We All Need a Mentor

As flooring retailers continue the seemingly never-ending task of replacing and upgrading their sales personnel, there will constantly be new hires to blend into our staffs. My experience tells me that many managers put considerable time and resources into the recruitment process. Understandable. What I don’t understand is why when new staff members come on board they are too often viewed as a necessary evil. From the day they first walk in the door, too often all management seems to see is the amount of time that will be required getting them “up to speed”.  Then, when faced with what are perceived as more important daily tasks, these supervisors too often will pass training duties to another more senior salesperson. The conversation usually goes something like: “Just shadow Joe for a few days. He’s been in the business for over 20 years and has seen it all.”

There are several problems with this scenario. Often Joe is a commissioned sales person who understandably has his own agenda. Does Joe welcome this staff addition, or does he view it as him being forced to split the “commission pie” unnecessarily? In either event, how long do you think it will take for Joe to begin to influence the new hire with his prejudices? Does Joe have any experience in properly training, or was he largely self-taught when he began? Remember that too often 20 years experience is just one ineffective year repeated 20 times!

Then, predictably, management will complain when this recent hire begins to flounder, just as the ones before did. Then comes staff turnover. Next comes the manager complaining that you can’t find good people to hire today. Then the process is repeated. Why? Albert Einstein was right – this is insane! 

Remember that we all had a first day on the job – just as we had a first baseball game or piano lesson when we were young.
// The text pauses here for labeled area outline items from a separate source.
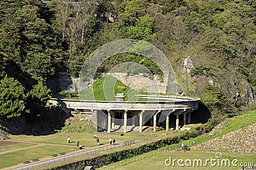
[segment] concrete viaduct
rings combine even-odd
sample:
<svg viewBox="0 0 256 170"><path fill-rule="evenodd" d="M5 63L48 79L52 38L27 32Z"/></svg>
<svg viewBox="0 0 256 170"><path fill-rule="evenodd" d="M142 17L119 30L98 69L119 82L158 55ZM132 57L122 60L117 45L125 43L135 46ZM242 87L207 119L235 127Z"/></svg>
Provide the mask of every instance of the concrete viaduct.
<svg viewBox="0 0 256 170"><path fill-rule="evenodd" d="M118 94L116 101L83 101L51 99L49 103L60 104L65 111L87 114L99 127L108 132L116 130L116 125L123 127L127 132L127 126L132 129L139 127L141 132L143 125L153 125L154 131L162 124L166 131L170 129L170 117L175 116L175 129L179 129L180 115L183 115L183 125L191 122L191 112L198 108L199 98L180 96L138 95L148 98L148 101L124 101L124 96ZM173 128L174 129L174 128Z"/></svg>

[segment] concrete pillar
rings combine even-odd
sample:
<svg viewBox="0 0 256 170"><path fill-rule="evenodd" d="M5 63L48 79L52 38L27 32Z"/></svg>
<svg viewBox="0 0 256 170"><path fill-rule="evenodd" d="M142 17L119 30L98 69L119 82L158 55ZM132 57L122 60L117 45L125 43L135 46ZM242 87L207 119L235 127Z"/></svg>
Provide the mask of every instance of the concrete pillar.
<svg viewBox="0 0 256 170"><path fill-rule="evenodd" d="M166 125L165 130L166 131L169 131L169 116L166 117L165 125Z"/></svg>
<svg viewBox="0 0 256 170"><path fill-rule="evenodd" d="M140 113L140 132L142 132L142 120L143 120L143 116L145 113L145 110L143 110Z"/></svg>
<svg viewBox="0 0 256 170"><path fill-rule="evenodd" d="M115 111L111 111L112 115L112 124L111 124L111 128L115 129Z"/></svg>
<svg viewBox="0 0 256 170"><path fill-rule="evenodd" d="M132 127L135 127L135 118L136 117L132 117Z"/></svg>
<svg viewBox="0 0 256 170"><path fill-rule="evenodd" d="M110 133L110 128L111 126L111 116L110 115L110 110L108 110L108 132Z"/></svg>
<svg viewBox="0 0 256 170"><path fill-rule="evenodd" d="M183 124L184 125L186 125L186 115L187 115L187 113L185 112L183 113Z"/></svg>
<svg viewBox="0 0 256 170"><path fill-rule="evenodd" d="M158 115L158 113L159 113L159 112L161 111L161 110L157 111L157 112L156 112L156 113L154 115L153 118L154 118L154 127L153 127L153 131L156 131L156 124L157 124L157 116Z"/></svg>
<svg viewBox="0 0 256 170"><path fill-rule="evenodd" d="M125 110L124 114L124 132L126 133L127 131L127 111Z"/></svg>
<svg viewBox="0 0 256 170"><path fill-rule="evenodd" d="M189 112L188 113L188 124L190 124L191 122L191 113Z"/></svg>
<svg viewBox="0 0 256 170"><path fill-rule="evenodd" d="M176 130L179 129L179 113L176 113Z"/></svg>

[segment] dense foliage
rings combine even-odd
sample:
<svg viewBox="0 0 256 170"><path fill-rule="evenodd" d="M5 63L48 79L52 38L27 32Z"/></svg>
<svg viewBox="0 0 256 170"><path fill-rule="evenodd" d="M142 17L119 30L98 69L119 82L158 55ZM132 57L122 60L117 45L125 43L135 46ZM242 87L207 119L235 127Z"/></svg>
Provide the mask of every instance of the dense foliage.
<svg viewBox="0 0 256 170"><path fill-rule="evenodd" d="M63 71L77 76L92 52L124 38L143 39L161 49L184 93L196 92L216 115L229 114L248 104L239 99L246 84L256 87L256 1L78 1L82 6L71 1L52 0L44 7L38 0L0 1L1 78L6 74L14 77L17 80L12 85L19 89L5 98L13 106L7 110L1 104L4 112L1 115L11 117L25 111L37 115L38 110L28 106L23 94L28 100L38 99L40 108L49 92L42 90L47 92L44 96L33 89L38 81L42 87ZM117 15L115 22L107 18L110 13ZM180 66L188 55L194 67L184 72ZM161 72L147 58L132 53L113 56L98 72L131 60L154 74ZM210 80L214 83L209 85ZM11 92L10 87L1 88L1 96ZM234 97L232 94L238 94ZM23 110L24 104L27 108Z"/></svg>

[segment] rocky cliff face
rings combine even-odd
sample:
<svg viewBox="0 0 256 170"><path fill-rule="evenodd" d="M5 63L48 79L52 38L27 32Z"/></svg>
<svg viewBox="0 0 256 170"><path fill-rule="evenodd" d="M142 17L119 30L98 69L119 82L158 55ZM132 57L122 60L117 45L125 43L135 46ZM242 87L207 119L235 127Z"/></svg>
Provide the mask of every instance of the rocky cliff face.
<svg viewBox="0 0 256 170"><path fill-rule="evenodd" d="M244 75L234 69L220 71L202 65L196 57L188 56L181 60L179 81L182 81L180 84L184 93L200 95L204 85L208 83L220 87L230 103L236 106L246 106L256 103L255 92Z"/></svg>

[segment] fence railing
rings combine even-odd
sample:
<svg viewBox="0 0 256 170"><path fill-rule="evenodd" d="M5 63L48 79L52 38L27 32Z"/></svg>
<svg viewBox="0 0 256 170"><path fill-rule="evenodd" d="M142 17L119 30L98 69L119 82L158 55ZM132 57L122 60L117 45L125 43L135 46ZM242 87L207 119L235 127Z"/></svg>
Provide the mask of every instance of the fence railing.
<svg viewBox="0 0 256 170"><path fill-rule="evenodd" d="M177 144L173 144L170 146L168 146L168 147L164 147L164 148L162 148L160 150L153 150L151 151L148 153L146 153L142 155L134 156L131 158L128 158L122 160L120 160L117 162L112 163L110 164L108 164L106 166L104 166L102 167L99 168L99 170L110 170L110 169L115 169L116 168L119 168L124 165L127 165L128 164L134 162L138 162L141 160L147 159L147 158L150 158L154 155L157 155L159 154L162 154L164 153L168 153L171 151L173 151L177 150L177 148L180 148L181 145L177 145Z"/></svg>
<svg viewBox="0 0 256 170"><path fill-rule="evenodd" d="M34 168L37 168L37 167L40 167L45 166L48 166L48 165L58 163L58 162L67 160L69 160L71 159L85 156L85 155L92 154L92 153L94 153L96 152L102 152L102 151L109 150L109 149L114 148L121 147L123 146L131 145L133 145L133 144L135 144L137 143L140 143L140 142L142 142L144 141L150 140L150 139L152 139L152 138L156 138L156 136L150 136L148 138L144 138L140 139L130 140L130 141L124 141L124 142L122 142L120 143L116 143L115 145L109 145L107 146L103 146L103 147L97 148L95 148L95 149L92 149L92 150L90 150L84 151L84 152L79 152L77 153L74 153L74 154L68 155L66 155L66 156L61 156L58 158L54 158L54 159L51 159L49 160L45 160L44 162L38 162L38 163L33 163L33 164L22 166L20 167L18 167L18 168L12 169L13 169L13 170L32 169Z"/></svg>

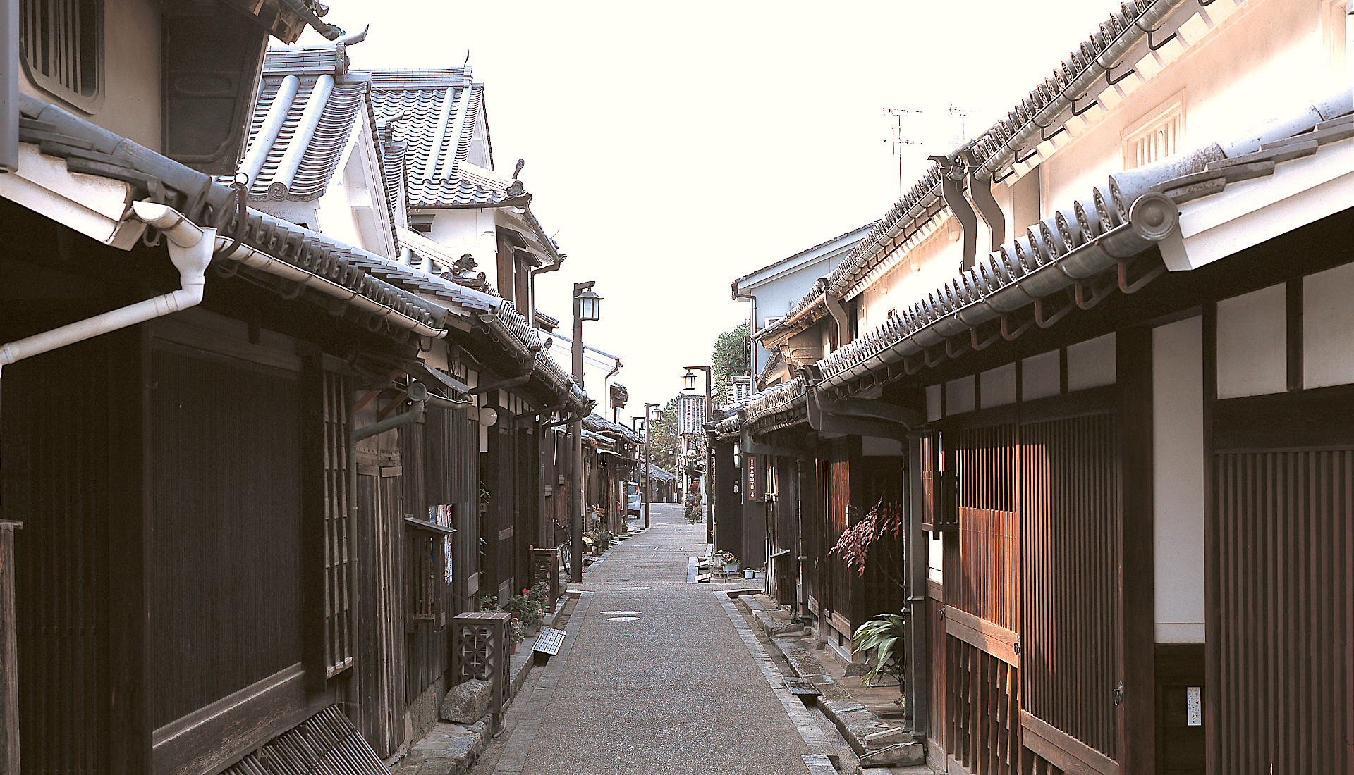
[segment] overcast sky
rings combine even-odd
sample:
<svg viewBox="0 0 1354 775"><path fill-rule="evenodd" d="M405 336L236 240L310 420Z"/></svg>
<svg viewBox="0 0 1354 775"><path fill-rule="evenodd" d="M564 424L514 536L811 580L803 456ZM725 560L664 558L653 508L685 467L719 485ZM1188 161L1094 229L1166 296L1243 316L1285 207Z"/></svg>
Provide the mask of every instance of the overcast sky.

Many of us had a teacher, or a coach, who believed in us and encouraged us to practice and improve. If you didn’t, you probably soon lost interest and gave up. The same is true when building sales knowledge and ability. The successful sales trainees have a mentor who monitors their progress, offers encouragement and celebrates their victories as their careers grow. All too often, though, many novice sales people are shoved into the deep end of the pool and told to swim. Most drown. It is not realistic to expect people to self-train in this, or in any industry. The success rate is simply unacceptable when doing so.

 In addition, when training is offered, my observation is that the majority of the time the primary emphasis is initially placed upon product knowledge. While expertise in this area is required, I feel that it is secondary in initial importance. I believe that the most important task for management is making sure that the new employee understands the organization and his/her role within it. They must know the firms’ mission and develop a belief in it. It is imperative that they be able to connect what they do with why they do it. In short, they have to first believe that what they sell, and what they do, are important and matter.

Remember to put the initial emphasis on the person doing the work, not the work itself. As Mary Kay Cosmetics founder Mary Kay Ash famously stated, you must “praise people to success”. She realized that she wasn’t merely selling lipstick. She was selling her associates on the concepts of beauty and self confidence.  Once her staff believed in their mission, the cosmetics sales would follow. Selling beautiful flooring is no different. With each new associate come fresh ideas. Welcome them! Celebrate incremental improvement - just as the piano teacher or coach did in our youth. While time consuming, having the opportunity to build a better staff is exciting! Don’t waste the opportunity.